By Deandra Williamson
Point Park News Service

High bus fare prices, bus cuts, and late buses are Lynn Luster’s reasons for being unsatisfied with the bus service.

Marissa Diamond is also unsatisfied with the bus service and she wants the bus fare to go back to $2.25.

Since the bus cuts, there are not many buses going to the Hill District, which has caused a lot of people, especially the elderly, to have to walk to another bus stop, according to Christian Goins, a resident of the Hill District.

Port Authority of Allegheny County officials staged a recent community meeting at the Elsie H. Hillman Auditorium to discuss the proposed long term growth of the bus system, but found a bastion of complaints regarding service cuts brought on by financial woes over the past five years.

Since some of the bus routes were cut, Goins said that he always hears people saying, “I can’t get here and I can’t get there, which street does that bus go on?”

The meeting was called to discuss the Bus Rapid Transit (BRT) project, designed for the Downtown-Oakland-East End Corridor, which would be implemented within the next three to four years and will provide faster, more reliable, and more evenly spaced transit service within the Corridor. It will also reduce the number of automobile trips and attract new economic growth.

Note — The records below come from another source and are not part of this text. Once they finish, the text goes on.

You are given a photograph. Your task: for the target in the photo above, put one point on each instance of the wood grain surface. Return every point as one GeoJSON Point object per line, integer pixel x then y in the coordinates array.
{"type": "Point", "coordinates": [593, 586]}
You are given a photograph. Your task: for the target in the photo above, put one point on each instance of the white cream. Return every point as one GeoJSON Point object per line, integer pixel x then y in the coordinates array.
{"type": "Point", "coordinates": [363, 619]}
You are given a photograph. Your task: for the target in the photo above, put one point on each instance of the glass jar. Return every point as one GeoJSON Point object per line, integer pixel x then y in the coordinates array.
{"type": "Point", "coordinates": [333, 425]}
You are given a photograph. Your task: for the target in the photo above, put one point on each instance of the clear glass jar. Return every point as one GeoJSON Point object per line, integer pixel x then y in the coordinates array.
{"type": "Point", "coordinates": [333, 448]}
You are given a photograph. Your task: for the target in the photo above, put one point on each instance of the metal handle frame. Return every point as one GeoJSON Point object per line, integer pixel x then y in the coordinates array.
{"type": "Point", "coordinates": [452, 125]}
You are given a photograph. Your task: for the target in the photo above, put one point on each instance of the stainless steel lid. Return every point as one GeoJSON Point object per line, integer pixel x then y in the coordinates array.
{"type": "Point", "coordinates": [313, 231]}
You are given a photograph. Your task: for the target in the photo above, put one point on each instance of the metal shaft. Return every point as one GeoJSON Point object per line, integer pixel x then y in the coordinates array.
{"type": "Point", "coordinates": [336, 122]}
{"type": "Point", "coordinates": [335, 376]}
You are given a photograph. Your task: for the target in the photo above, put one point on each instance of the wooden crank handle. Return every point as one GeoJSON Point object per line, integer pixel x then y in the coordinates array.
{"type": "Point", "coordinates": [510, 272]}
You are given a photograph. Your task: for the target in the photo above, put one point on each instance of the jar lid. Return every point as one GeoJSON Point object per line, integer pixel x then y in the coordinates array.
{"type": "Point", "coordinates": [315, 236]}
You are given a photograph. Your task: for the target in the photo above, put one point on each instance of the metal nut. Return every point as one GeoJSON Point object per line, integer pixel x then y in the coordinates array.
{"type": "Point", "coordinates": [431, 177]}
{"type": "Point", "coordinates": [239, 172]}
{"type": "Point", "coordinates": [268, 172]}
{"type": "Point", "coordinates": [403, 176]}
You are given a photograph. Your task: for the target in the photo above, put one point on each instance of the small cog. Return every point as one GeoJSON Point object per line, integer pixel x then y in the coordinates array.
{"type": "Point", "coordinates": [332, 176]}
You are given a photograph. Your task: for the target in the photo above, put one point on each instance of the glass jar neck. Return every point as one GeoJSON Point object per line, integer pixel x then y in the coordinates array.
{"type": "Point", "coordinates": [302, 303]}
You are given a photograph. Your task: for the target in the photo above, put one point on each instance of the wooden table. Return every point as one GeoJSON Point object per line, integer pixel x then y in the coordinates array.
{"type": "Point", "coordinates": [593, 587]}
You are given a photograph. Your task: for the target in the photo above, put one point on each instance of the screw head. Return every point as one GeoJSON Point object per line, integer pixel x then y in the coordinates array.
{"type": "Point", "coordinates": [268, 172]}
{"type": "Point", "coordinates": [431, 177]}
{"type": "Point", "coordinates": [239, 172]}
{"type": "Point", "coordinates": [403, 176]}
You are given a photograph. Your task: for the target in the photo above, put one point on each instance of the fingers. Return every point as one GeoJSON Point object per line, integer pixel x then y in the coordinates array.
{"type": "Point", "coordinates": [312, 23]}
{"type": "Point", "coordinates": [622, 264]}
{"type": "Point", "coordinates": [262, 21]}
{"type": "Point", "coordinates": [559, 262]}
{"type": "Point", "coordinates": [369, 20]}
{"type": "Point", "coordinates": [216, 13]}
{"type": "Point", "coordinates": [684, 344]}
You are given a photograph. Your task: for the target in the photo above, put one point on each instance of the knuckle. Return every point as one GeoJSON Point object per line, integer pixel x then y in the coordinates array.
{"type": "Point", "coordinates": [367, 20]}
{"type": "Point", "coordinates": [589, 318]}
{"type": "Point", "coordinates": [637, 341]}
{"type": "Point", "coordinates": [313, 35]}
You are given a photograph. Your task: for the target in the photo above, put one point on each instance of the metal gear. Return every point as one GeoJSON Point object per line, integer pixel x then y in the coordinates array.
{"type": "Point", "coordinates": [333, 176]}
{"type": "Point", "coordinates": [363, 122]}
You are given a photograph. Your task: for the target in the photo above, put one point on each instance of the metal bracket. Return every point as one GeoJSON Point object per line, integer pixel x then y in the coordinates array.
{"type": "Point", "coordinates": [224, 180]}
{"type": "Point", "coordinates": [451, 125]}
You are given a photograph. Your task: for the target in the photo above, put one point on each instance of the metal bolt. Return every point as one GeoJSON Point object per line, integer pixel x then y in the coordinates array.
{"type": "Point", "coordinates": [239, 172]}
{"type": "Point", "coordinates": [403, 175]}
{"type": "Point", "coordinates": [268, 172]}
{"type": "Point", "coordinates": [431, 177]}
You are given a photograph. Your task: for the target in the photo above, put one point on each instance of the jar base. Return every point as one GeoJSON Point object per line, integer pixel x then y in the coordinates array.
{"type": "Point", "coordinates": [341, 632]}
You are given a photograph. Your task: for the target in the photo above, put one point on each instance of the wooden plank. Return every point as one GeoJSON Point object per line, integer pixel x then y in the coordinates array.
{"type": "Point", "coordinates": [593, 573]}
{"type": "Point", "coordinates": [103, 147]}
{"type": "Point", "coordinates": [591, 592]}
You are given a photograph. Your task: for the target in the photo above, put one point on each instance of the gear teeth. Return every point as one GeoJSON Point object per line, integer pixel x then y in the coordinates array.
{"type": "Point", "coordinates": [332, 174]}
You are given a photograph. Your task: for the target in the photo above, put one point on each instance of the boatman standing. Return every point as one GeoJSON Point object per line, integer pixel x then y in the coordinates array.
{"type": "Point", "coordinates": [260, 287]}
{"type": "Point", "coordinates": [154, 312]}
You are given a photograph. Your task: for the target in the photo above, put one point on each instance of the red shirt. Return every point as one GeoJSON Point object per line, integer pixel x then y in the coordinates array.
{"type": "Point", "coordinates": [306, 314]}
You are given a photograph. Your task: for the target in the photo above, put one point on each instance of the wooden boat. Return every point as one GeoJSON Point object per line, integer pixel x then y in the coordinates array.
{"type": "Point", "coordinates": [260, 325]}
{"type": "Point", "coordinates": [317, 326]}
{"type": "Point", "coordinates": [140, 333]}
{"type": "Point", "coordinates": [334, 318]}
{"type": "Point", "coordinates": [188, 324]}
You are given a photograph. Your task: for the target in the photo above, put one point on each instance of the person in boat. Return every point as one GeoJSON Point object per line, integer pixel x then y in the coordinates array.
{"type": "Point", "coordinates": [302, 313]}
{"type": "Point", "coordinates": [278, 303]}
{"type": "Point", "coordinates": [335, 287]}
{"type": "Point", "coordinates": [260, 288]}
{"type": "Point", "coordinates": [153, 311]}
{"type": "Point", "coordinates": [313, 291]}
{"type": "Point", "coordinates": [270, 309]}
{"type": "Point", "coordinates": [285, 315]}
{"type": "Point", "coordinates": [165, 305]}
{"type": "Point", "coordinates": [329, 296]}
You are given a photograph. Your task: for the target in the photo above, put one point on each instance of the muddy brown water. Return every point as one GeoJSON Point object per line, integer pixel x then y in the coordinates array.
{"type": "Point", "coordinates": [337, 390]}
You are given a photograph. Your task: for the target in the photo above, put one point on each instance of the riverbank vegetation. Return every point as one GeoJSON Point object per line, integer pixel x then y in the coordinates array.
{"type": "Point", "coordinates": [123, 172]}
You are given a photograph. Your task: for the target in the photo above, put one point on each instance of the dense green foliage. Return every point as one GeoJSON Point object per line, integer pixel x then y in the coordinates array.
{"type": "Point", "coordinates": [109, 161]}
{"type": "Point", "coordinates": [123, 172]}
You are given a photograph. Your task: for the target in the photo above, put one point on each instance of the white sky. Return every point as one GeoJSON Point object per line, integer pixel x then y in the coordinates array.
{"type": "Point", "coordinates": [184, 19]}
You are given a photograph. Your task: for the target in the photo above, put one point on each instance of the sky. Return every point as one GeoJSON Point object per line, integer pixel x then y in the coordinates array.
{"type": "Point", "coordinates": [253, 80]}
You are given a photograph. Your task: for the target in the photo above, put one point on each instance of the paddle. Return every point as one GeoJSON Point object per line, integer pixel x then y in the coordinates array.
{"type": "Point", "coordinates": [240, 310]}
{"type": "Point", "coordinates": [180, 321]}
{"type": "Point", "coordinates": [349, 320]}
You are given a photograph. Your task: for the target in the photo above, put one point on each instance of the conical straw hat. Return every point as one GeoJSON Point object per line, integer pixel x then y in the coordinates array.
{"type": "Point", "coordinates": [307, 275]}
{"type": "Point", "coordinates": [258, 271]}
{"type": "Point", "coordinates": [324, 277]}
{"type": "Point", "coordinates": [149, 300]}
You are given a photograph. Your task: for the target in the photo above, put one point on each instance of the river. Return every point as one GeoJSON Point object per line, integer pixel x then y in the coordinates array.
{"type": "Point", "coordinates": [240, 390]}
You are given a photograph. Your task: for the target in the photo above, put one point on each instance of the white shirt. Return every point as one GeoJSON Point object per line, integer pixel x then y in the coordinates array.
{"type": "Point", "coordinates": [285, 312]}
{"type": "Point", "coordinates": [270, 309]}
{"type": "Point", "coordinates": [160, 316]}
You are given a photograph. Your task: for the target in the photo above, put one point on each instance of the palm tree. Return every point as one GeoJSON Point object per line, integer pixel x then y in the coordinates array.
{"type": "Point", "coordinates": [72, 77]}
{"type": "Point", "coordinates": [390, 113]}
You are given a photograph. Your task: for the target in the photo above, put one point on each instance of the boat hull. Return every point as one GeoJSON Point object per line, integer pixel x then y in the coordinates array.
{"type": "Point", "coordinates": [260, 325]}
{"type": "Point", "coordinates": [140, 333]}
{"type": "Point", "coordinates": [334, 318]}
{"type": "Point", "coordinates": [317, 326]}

“We’re not just here to tell you about the project, but we are here to learn from you how we can make the project work better,” Port Authority official Darryl Philips said.

Before the Port Authority’s presentation about BRT was finished, the Hill District residents started complaining and saying that they did not come to the meeting to hear about the BRT, which is a long term issue. They said that there are short term issues that need to be addressed now.

According to Goins, the bus service is not like it used to be because there was a time when several buses would go to the Hill District and now there are less.

Sometimes Goins’ bus is late and he has to walk Downtown to work, so he suggested that the Port Authority should pick up on the routes.

According to Goins, after 4 p.m. the buses are so packed that the bus drivers are unable to pick up the people waiting at the bus stop and they are often told to catch the next bus.

Luster, a student at Community College of Allegheny County, is not only unsatisfied with the bus service, but she is also unsatisfied with the elected officials because she thinks they are not working to help the people.

“They’re supposed to work for the benefit of the people who elected them and clearly with this Port Authority, they are not doing that,” she said.

Luster also complained that the public is not given enough notice when there is a detour and this affects their commute on the bus.

Diamond, a cashier at PNC Park, complained that the bus transfers are too expensive and she has to pay $3.50 for her fare when she transfers buses.

After expressing their problems and concerns about the bus service in the Hill District, the residents were looking for answers from the Port Authority.

Port Authority officials told the residents that they will come back at another meeting to discuss their short term issues.

An upset Hill District resident told Port Authority officials that every time there is a meeting, the Port Authority always tell them that they could come back at another meeting to discuss the issues, but nothing is never done.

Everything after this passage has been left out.